What was the final outcome of the Cancun climate conference?

Two big things happened at this year's U.N. climate summit. First of all, the Mexican host, led by Foreign Secretary Patricia Espinosa, delivered on a big package of what we call "building blocks" for a climate treaty. These included an agreement on REDD, which is the part of the treaty that deals with tropical forestry; an agreement on adaptation; an agreement on the architecture for a final climate fund; and an agreement on measuring, reporting, and verifying emissions that different parties claim they can achieve by 2020. This was a big success, and something that we haven't seen in these talks for the last 10 years. Secondly, Secretary Espinosa perhaps set a new precedent for these meetings by overruling one party, Bolivia, who wanted to veto the entire package. Under the rules of the United Nations Framework Convention on Climate Change, every single one of the 194 parties actually technically gets a veto to any final outcome. But Secretary Espinosa insisted that because the entire conference—all 193 other parties were in favor of moving forward with this "building block" package, that Bolivia's objections were not sufficient to overrule going forward. This means that hopefully, in the future, other chairs of this meeting will also exercise the same resolve and not let one party spoil the entire package.

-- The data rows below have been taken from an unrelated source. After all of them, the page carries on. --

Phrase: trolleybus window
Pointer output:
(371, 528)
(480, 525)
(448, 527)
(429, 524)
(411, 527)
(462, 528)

What's the next step in establishing an international climate compact?

The package of agreements that have merged from this year's climate summit, impressive as they were, were not enough for a full and complete climate treaty. One of the most important things necessary to move forward is for all the parties to commit to emission reductions, which will actually achieve what we consider to be climate safety, which is holding temperature increases caused by humans to 2 degrees Celsius over pre-industrial levels. Inside the Cancun Agreements, they left markers, which ensure that next year when the parties meet in Durbin, South Africa, in 2011, they will try to answer that problem as well as others moving forward.

Does an international agreement on global warming look likely in the near future?

An international agreement on global warming does look likely in the future, but at the present moment, we really don't know what form that agreement will take. It could be a legally binding treaty, like the Kyoto Protocol, or it could be something else, like a system of pledge and review, where different parties pledge that they will reduce their emissions by some certain date, but there's nothing that actually binds them to doing so. Moving forward, we hope that more work will be done to push for a legally binding treaty, and we also should expect to see that more countries will take climate negotiations out of the diplomatic silo in which they currently exist. Right now, climate diplomacy is separate from other forms of foreign policy, but I expect that in the near future we'll see lots of countries asking each other to move forward on climate policy in exchange for other promises for international cooperation.